O Lord, you search me and you know me,
you know my resting and my rising,
you discern my purpose from afar.
You mark when I walk or lie down,
all my ways lie open to you.


Before ever a word is on my tongue
you know it, O Lord, through and through.
Behind and before you besiege me,
your hand ever laid upon me.
Too wonderful for me, this knowledge,
too high, beyond my reach.


This knowledge referred to by the Psalm is that God knows even those things that depend on human freedom. Going on, the Psalmist talks more about how all of our actions are known by him, "written in his book."

Already you knew my soul,
my body held no secret from you
when I was being fashioned in secret
and molded in the depths of the earth.
Your eyes saw all my actions,
they were all of them written in your book,
every one of my days was decreed
before one of them came into being.


To me, how mysterious your thoughts,
the sum of them not to be numbered!
If I count them, they are more than the sand;
to finish, I must be eternal, like you.


So whatever kind of freedom man has, it seems that we never have a freedom from God, in the sense that we are apart from him in a way that allows to do what we otherwise could not. Truly all of our freedom is from God insofar as he makes us free, but only insofar as he makes us free from sin and from attachment to creatures. Now some will hear this and think that God is being violent or forceful, but this is comes from thinking of God as a creature or as something else opposed to our happiness. Other cases of the higher leading the lower make clear that the lower is elevated by this. The soul/will/mind moves the body--if it didn't, the body would lie in a heap. The parent moves/feeds/changes the child and this leads to the health and benefit of the child. God does more, far more, and for every creature, and the only ones that in some way can turn away from this are men and angels. Yet even they do not escape God altogether, for the Lord orders all things sweetly and he will dispose even sin unto his glory. Jesus Christ manifests his glory most brilliantly in freeing us from sin.
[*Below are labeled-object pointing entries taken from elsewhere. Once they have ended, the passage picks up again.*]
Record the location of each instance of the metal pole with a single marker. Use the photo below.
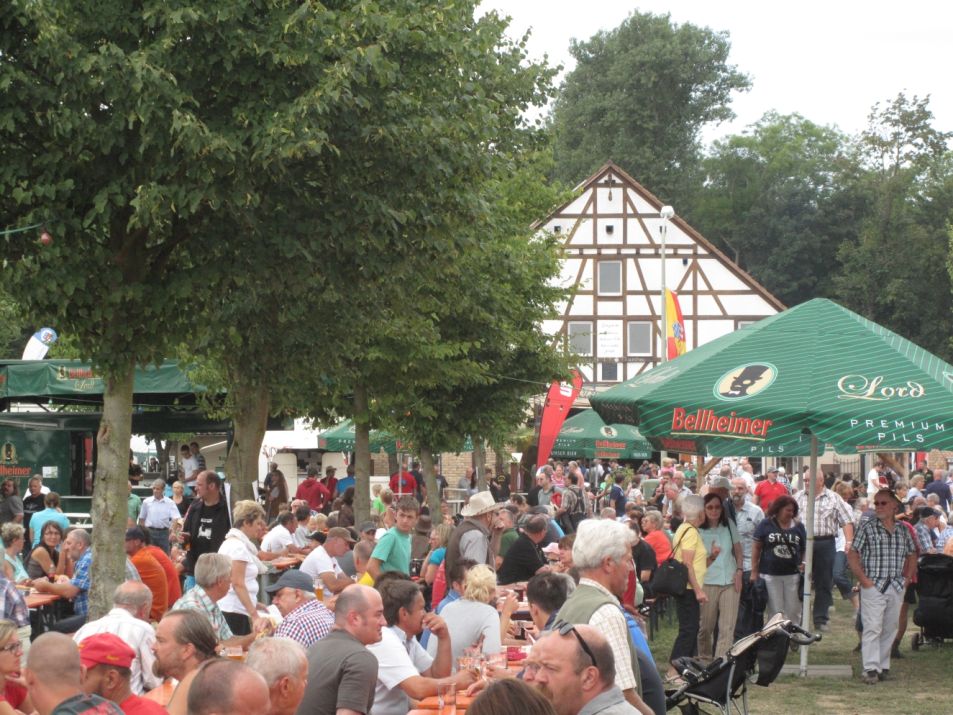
(809, 554)
(666, 212)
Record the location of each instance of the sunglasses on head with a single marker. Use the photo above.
(567, 628)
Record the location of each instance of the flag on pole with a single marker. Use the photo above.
(675, 330)
(559, 399)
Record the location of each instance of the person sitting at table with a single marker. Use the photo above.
(15, 609)
(525, 559)
(54, 675)
(52, 512)
(306, 620)
(322, 566)
(107, 661)
(224, 686)
(129, 620)
(405, 669)
(472, 619)
(280, 538)
(213, 577)
(150, 571)
(13, 696)
(13, 569)
(546, 593)
(283, 664)
(77, 547)
(46, 558)
(184, 640)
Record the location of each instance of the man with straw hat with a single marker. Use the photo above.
(477, 537)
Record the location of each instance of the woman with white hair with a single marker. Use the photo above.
(473, 618)
(690, 550)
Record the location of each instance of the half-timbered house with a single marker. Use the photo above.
(614, 233)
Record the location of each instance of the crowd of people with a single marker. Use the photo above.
(378, 615)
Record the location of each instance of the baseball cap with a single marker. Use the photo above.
(105, 649)
(292, 578)
(339, 532)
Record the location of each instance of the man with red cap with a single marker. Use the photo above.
(107, 660)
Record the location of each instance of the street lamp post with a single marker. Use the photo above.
(667, 213)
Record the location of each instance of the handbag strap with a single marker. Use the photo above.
(678, 541)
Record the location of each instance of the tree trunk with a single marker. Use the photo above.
(362, 457)
(430, 479)
(250, 419)
(479, 462)
(111, 492)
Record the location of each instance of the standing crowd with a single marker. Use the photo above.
(372, 617)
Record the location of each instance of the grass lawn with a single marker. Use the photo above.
(919, 683)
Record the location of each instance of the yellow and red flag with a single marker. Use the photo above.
(675, 329)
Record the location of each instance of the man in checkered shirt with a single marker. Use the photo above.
(884, 559)
(306, 619)
(831, 514)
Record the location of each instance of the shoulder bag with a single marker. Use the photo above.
(671, 577)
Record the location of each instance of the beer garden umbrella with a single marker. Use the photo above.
(816, 370)
(586, 435)
(340, 438)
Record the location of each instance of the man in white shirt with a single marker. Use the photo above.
(129, 620)
(281, 536)
(157, 514)
(189, 467)
(404, 669)
(322, 566)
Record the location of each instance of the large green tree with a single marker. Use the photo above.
(640, 95)
(138, 131)
(774, 202)
(894, 272)
(404, 199)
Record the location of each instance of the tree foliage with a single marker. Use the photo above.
(894, 272)
(640, 95)
(773, 201)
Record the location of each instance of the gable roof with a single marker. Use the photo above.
(609, 167)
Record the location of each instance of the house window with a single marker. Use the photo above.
(610, 277)
(640, 338)
(609, 372)
(580, 338)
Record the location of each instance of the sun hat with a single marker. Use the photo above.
(480, 503)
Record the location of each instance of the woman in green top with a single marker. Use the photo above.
(722, 581)
(13, 535)
(690, 550)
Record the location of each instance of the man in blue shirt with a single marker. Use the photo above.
(50, 513)
(77, 546)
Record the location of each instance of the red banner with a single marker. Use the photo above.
(559, 400)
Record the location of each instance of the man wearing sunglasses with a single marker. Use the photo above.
(884, 559)
(603, 554)
(573, 667)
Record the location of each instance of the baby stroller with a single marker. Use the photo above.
(935, 600)
(722, 685)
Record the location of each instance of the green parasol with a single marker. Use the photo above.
(340, 438)
(815, 369)
(586, 435)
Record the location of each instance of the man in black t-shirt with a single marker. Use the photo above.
(525, 559)
(207, 521)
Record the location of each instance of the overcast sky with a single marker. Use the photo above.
(829, 61)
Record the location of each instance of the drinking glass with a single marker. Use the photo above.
(447, 698)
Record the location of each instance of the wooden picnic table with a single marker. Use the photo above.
(41, 600)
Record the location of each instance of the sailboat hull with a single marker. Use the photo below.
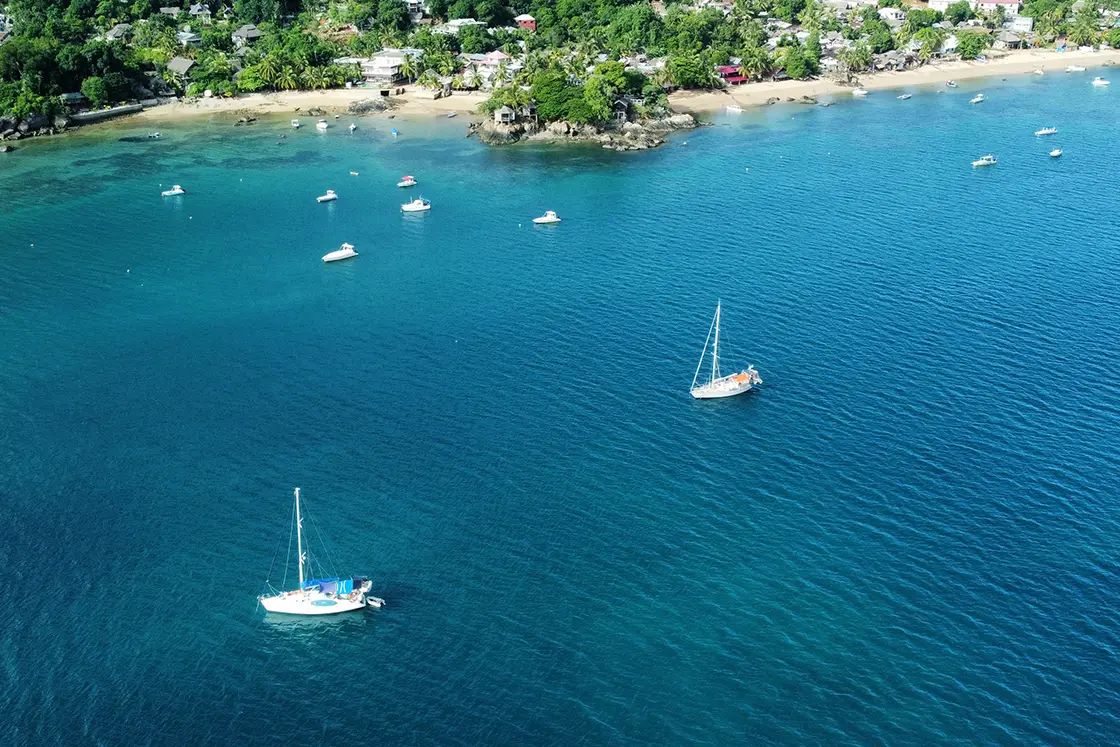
(316, 604)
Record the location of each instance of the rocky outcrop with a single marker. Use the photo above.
(612, 136)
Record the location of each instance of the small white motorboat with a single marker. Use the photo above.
(418, 205)
(344, 253)
(549, 216)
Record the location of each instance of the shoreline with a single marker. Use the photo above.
(1013, 63)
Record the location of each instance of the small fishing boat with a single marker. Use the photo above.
(322, 596)
(549, 216)
(418, 205)
(717, 385)
(343, 253)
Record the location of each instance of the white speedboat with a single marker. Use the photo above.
(320, 596)
(717, 385)
(344, 252)
(418, 205)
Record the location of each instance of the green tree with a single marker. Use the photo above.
(94, 89)
(959, 12)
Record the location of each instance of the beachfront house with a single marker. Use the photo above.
(245, 35)
(188, 38)
(201, 12)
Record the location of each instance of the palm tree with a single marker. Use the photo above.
(408, 67)
(931, 38)
(288, 78)
(756, 63)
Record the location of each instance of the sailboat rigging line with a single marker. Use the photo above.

I will have to go back to St Thomas and consider carefully what he says regarding freedom in the places where he talks about, especially when he talks about the freedom of God. One question that I always have is how it is that God freely creates? I had a brief post asking that earlier. It is at least certain to me that creation does not itself cause him to create it, i.e., nothing outside of him forces him to create. For then what is this thing that has a power over God? So no. But can it be said that God necessarily creates, though not necessitated from without? I don't like how it sounds, but I haven't yet seen the problem with it. Surely St Thomas considers this in various places as well. I'll post some findings later if I have time.

The DeKoninck letter has more interesting considerations of person, nature, incommunicability, and so on. That in God the Word proceeding is identical with the Son begotten is interesting. In the Old Testament, it was through begetting offspring that the promise was passed on; in the New Testament, it is through the preaching the word that men inherit the promise. This is all contained in God's interior life. Nature communicates itself. Knowledge is to have the other as other. So many things to consider.